Verificamos que a medida não requer qualquer alteração legislativa, ao contrário,
ela apenas segue estritamente o que foi determinado pela lei. O rito com uma única audiência
é a regra nos Juizados. Essa medida se revela como importante meio de agilização do trâmite
processual, satisfazendo as partes e a sociedade como um todo, ao tempo em que fortalece e
melhora a credibilidade do Poder Judiciário.
131
A previsão de uma única audiência se coaduna com a finalidade primordial dos
Juizados Especiais de facilitar o acesso à justiça, que tem como um dos seus aspectos mais
relevantes a questão do tempo de duração dos processos. Nesse procedimento, que não é
fastidioso repetir, segue a rigorosa observância da lei, não violando qualquer direito
processual ou constitucional.
Verificou-se que apenas no Estado do Rio de Janeiro a prática da audiência única
é institucionalizada e que houve uma redução do tempo de julgamento, sendo o processo
instruído e julgado em três meses, conforme relatado na pesquisa feita pelo CEBEPEJ.

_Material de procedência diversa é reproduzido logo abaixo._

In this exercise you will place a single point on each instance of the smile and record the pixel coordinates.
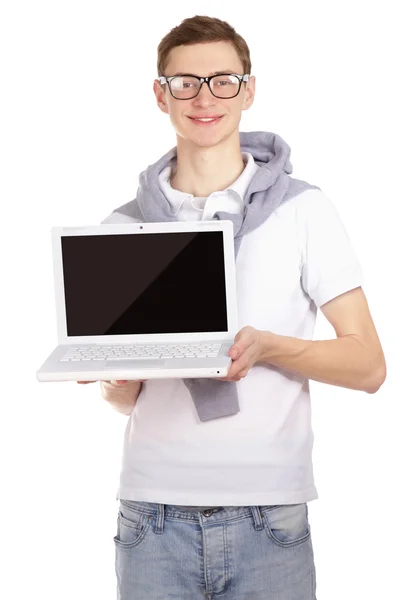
(205, 120)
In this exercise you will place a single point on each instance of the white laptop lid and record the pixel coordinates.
(145, 282)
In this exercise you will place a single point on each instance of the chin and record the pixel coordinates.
(205, 139)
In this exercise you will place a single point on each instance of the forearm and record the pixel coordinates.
(343, 361)
(121, 397)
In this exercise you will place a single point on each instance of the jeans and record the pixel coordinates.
(164, 552)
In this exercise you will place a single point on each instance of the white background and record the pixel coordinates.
(78, 124)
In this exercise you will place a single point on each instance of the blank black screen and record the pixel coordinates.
(144, 283)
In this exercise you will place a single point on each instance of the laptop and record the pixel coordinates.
(143, 301)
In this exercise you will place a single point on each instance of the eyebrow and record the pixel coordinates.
(226, 72)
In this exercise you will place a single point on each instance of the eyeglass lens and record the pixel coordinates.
(222, 86)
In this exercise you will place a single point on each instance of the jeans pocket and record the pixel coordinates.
(132, 526)
(287, 525)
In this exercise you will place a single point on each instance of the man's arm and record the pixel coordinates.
(354, 360)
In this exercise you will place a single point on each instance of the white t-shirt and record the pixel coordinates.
(297, 260)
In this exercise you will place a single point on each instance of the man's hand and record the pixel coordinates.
(117, 382)
(245, 352)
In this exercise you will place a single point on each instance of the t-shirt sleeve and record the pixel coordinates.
(329, 264)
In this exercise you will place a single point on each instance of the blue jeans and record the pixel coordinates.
(164, 552)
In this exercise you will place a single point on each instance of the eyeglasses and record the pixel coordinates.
(186, 87)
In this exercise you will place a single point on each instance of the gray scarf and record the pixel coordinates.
(270, 186)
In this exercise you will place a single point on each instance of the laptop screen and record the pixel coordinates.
(144, 283)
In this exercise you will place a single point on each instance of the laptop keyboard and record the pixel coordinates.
(137, 351)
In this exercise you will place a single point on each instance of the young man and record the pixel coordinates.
(219, 507)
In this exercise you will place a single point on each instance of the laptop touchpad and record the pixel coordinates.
(135, 364)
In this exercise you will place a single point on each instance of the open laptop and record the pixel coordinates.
(143, 301)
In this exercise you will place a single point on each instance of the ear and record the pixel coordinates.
(160, 96)
(250, 91)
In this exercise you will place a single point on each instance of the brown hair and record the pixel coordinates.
(200, 30)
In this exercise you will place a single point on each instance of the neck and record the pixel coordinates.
(203, 170)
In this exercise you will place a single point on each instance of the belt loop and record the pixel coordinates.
(159, 528)
(257, 518)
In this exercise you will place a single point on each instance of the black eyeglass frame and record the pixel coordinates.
(242, 78)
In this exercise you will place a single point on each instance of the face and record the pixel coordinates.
(204, 60)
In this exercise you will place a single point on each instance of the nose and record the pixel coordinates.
(204, 97)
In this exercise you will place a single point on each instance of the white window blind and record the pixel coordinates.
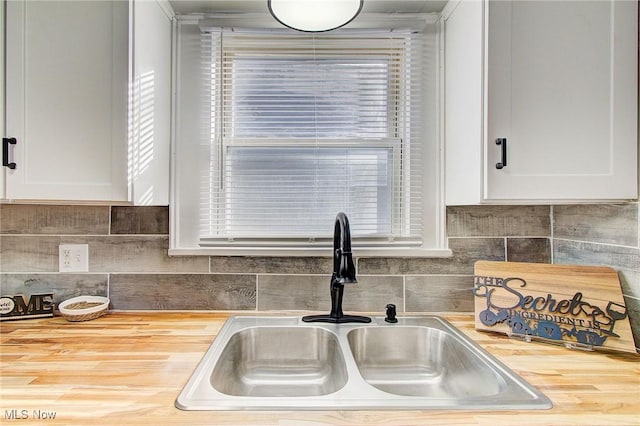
(303, 126)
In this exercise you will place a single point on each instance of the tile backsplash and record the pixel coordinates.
(128, 259)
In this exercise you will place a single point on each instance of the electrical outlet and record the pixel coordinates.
(74, 257)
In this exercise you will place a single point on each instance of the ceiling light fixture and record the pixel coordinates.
(315, 15)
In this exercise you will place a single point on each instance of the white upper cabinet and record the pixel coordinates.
(150, 116)
(88, 87)
(66, 100)
(556, 79)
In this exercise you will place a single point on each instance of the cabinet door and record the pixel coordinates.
(562, 89)
(66, 99)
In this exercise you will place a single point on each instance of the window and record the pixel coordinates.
(283, 130)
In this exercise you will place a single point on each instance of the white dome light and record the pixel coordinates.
(314, 15)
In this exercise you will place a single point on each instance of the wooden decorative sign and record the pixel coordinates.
(18, 307)
(577, 306)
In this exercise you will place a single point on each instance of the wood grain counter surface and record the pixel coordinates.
(128, 368)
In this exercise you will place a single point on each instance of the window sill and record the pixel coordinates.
(310, 252)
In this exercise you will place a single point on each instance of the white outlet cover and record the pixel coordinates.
(73, 258)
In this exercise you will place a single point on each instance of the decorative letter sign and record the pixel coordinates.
(18, 307)
(572, 305)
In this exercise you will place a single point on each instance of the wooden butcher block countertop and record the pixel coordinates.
(127, 368)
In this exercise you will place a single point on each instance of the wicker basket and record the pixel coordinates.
(84, 308)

Vimos que outras experiências também foram bem sucedidas, como o projeto
Juizado Especial Cível em ação: audiência una sai do papel e vira realidade, desenvolvido
na comarca de Quixadá, no Ceará, pela juíza Ijosiana Cavalcante Serpa, que obteve um prazo
médio de 60 dias de tramitação dos processos.
E ainda os resultados da comarca de São Luis dos Montes Belos, Estado de Goiás,
quando a juíza Geovana Mendes Baia Moises, com a audiência única, conseguiu reduzir o
tempo de tramitação dos processos de 7 meses para 3 meses.
Por fim, em consonância com os objetivos de um mestrado profissional, que é
voltado para a solução de problemas, apresentamos uma proposta prática para implementação
da audiência única, visando permitir uma padronização e otimização dos trabalhos na
Secretaria dos Juizados para evitar adiamentos que possam comprometer a realização da
audiência única.
Com o estudo desenvolvido espera-se contribuir, ainda que de forma tímida e
restrita, com o aperfeiçoamento dos Juizados Especiais indicando pontos de estrangulamento
ocorridos durante o andamento processual e que comprometem o acesso à justiça
proporcionado pela criação do sistema, bem como o preceito constitucional da razoável
duração do processo e os meios que garantam a celeridade de sua tramitação.
Diante da carência de dados estatísticos e estudos nesse sentido, fica a sugestão
para ampliação dos estudos e a realização de uma pesquisa de campo específica - que apesar
da intenção inicial, não foi possível aqui apresentar - demonstrando que possíveis desvios dos
princípios orientadores dos Juizados Especiais podem comprometer a sua finalidade de
facilitar o acesso à justiça pela via da deplorável morosidade processual.